BEING EATEN BY A POLAR BEAR / JOANNA GALBRAITH

Polar bears like to go dancing in the shallowest bend of the Biekenfau River. They splash gaily in the rocks. They wave colored flags on wooden sticks. They wear coral tutus and bang on tambourines.

The bears come to dance at night when the moonlight makes their fur gleam silver and they look like comets streaking across the frozen river. But sometimes, during long wintery dusks, they even tango too.

The nearest town to the bend in the river is two miles south; an old miner’s settlement, still standing, even though the gold is all gone. Full of broke farmers, loners, and religious zealots, it would have died out long ago if it weren’t nestled between three valleys and lined with balsam firs.

One of the town’s smallest residents is Alfie, who lives with his great uncle down near the bend. Alfie’s a sable-eyed boy with tanned eager limbs. At night he goes down to the river, wearing his grey flannel nightshirt and green rubber boots. An old mutt with yellow eyes follows him, and together they watch the bears dance from the stoop in a tall tree.

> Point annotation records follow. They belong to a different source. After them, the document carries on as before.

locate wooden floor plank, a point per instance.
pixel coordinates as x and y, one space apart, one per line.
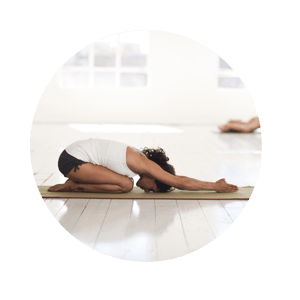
151 230
216 215
111 240
197 230
171 241
70 213
90 222
140 235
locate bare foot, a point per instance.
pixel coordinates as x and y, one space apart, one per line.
68 186
235 127
223 187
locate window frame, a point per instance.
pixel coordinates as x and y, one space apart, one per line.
117 70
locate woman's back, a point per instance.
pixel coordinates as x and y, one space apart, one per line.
106 153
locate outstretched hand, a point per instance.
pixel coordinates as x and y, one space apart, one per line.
223 187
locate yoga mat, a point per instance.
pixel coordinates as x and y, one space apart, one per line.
244 193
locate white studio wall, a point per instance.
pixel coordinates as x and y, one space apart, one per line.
183 89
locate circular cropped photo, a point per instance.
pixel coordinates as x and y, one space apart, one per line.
146 146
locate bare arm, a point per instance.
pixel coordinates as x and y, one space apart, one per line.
183 182
191 184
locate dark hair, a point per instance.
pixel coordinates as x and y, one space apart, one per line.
159 157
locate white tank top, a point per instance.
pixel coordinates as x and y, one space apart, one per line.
106 153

Neither of them is afraid. The bears don’t frighten them, but Alfie is careful all the same. He never joins them in the water. He never claps or cheers out loud. The bears are performers, but they’re still bears.

 ***

Alfie’s great uncle runs the only bar on the main road.  A run-down place in need of paint. Even the carpet forgets its color. No one cares much for show around the Biekenfau River, except the bears.

After school, Alfie sits on his great uncle’s bar stool, stretching out a cut of leather as he does his homework. The old yellow-eyed mutt lies at his feet, gnawing on a stick. A man trudges into town with a hessian tote on his back and orders boiled potatoes and warm beer at the bar.

He nods at Alfie, “Mind if I sit?” He asks as he sits down next to the boy.

Alfie and the mutt look him up and down. The stranger is neither big nor small and seems tidy apart from his natty beard and a twist of reddish curls.

“Are you a geologist?” Alfie asks.

Geologists come regularly to explore the town. The gold may be gone, but rich sediment remains. Interesting to geologists, but not so much to anyone else.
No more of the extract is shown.